VANCOUVER, British Columbia, Sept. 25, 2012 (GLOBE NEWSWIRE) -- Tekmira Pharmaceuticals Corporation (Nasdaq:TKMR) (TSX:TKM), a leading developer of RNA interference (RNAi) therapeutics, announced it has amended the terms of its US$3.0 million term loan from Silicon Valley Bank (SVB) to extend the deadline from September 30, 2012 to December 31, 2012 for any draw down on the loan.
"We are pleased with the continued strong support from our financial partners at Silicon Valley Bank. By amending this credit facility, we have further financial flexibility to continue to fund our core business activities," said Dr. Mark J. Murray, Tekmira's President and CEO.

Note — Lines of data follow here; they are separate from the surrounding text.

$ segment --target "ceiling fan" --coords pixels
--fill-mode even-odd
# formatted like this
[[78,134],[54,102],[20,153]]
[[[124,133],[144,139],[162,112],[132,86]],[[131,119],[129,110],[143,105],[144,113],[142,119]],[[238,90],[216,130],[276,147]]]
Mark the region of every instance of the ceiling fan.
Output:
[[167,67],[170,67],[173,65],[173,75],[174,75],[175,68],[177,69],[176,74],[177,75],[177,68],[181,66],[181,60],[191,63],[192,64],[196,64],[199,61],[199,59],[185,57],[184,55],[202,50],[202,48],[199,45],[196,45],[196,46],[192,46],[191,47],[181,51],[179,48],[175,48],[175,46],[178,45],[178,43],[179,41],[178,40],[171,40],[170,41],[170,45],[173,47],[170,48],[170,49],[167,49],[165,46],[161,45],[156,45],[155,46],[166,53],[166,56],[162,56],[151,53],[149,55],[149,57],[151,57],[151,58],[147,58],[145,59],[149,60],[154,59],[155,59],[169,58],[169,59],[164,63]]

The US$3.0 million loan from SVB may be drawn down at the discretion of the Company at any time prior to December 31, 2012. The loan matures on September 1, 2015 and carries a fixed interest rate of 8% annually. If Tekmira chooses to draw down on the loan, principal and interest payments will be made monthly starting on January 1, 2013. Tekmira has not yet drawn down on the loan. The loan will be secured by the assets of the Company and does not include any financial covenants.About RNAi and Tekmira's LNP Technology RNAi therapeutics have the potential to treat a broad number of human diseases by "silencing" disease causing genes. The discoverers of RNAi, a gene silencing mechanism used by all cells, were awarded the 2006 Nobel Prize for Physiology or Medicine. RNAi therapeutics, such as "siRNAs," require delivery technology to be effective systemically. Tekmira believes its LNP technology represents the most widely adopted delivery technology for the systemic delivery of RNAi therapeutics. Tekmira's LNP platform is being utilized in multiple clinical trials by both Tekmira and its partners. Tekmira's LNP technology (formerly referred to as stable nucleic acid-lipid particles or SNALP) encapsulates siRNAs with high efficiency in uniform lipid nanoparticles that are effective in delivering RNAi therapeutics to disease sites in numerous preclinical models. Tekmira's LNP formulations are manufactured by a proprietary method which is robust, scalable and highly reproducible, and LNP-based products have been reviewed by multiple FDA divisions for use in clinical trials. LNP formulations comprise several lipid components that can be adjusted to suit the specific application.